Search code examples
pythonamazon-web-servicesamazon-s3gitlabgitlab-api

Gitlab User list API with Python and Amazon S3


I'm trying to pull a complete user list from our private gitlab server instance and input it into an S3 Bucket to reference whenever we need. Eventually I will have some form of Lambda/cfn deleting it and running it again every week to update it.

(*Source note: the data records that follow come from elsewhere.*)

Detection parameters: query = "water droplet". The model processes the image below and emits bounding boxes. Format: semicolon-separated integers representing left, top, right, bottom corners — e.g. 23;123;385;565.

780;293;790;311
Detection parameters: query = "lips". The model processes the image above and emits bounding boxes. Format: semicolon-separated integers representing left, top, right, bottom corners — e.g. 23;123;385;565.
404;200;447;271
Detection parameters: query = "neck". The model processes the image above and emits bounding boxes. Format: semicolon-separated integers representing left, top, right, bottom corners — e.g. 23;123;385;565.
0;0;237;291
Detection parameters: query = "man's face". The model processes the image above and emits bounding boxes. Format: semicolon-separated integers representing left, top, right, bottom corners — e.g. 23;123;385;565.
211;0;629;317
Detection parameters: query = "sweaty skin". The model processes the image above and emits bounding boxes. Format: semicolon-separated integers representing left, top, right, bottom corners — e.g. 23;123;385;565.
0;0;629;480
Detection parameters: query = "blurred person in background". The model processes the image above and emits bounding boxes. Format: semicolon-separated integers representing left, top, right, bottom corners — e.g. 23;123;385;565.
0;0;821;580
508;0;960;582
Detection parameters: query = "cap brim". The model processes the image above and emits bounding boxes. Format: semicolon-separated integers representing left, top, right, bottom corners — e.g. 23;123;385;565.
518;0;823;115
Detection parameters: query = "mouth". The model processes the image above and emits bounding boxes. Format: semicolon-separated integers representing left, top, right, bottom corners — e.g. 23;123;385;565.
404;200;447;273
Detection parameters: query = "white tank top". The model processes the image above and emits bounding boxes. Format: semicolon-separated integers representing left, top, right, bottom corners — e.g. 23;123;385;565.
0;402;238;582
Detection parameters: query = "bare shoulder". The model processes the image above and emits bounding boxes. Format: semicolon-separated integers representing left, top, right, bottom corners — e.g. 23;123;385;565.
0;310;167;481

I'm not so great with Python and this is what I have so far..

import json
import boto3
import re
import os
import sys
import botocore
import urllib3
from pprint import pprint

sess = boto3.Session(profile_name="sso-profile-here")

s3_client = sess.client("s3")
bucket_name = "user-statistics"

http = urllib3.PoolManager()


baseuri = "https://git.tools.dev.mycompany.net/api/v4/"


access_token = "access-token-code"



def get_gitlab_users(access_token=access_token, baseuri=baseuri):
    headers = {
        "Content-Type": "application/json",
        "Authorization": "Bearer {}".format(access_token),
    }
    url = "{}/users/?per_page=100&active=true&without_project_bots=true&next_page=x-next-page".format(
        baseuri
    )
    req = http.request(method="GET", url=url, headers=headers)
    result = json.loads(req.data)
    s3_client.put_object(
        Bucket=bucket_name, Key="get_users_gitlab.json", Body=json.dumps(result)
    )


if __name__ == "__main__":
    get_gitlab_users(access_token=access_token, baseuri=baseuri)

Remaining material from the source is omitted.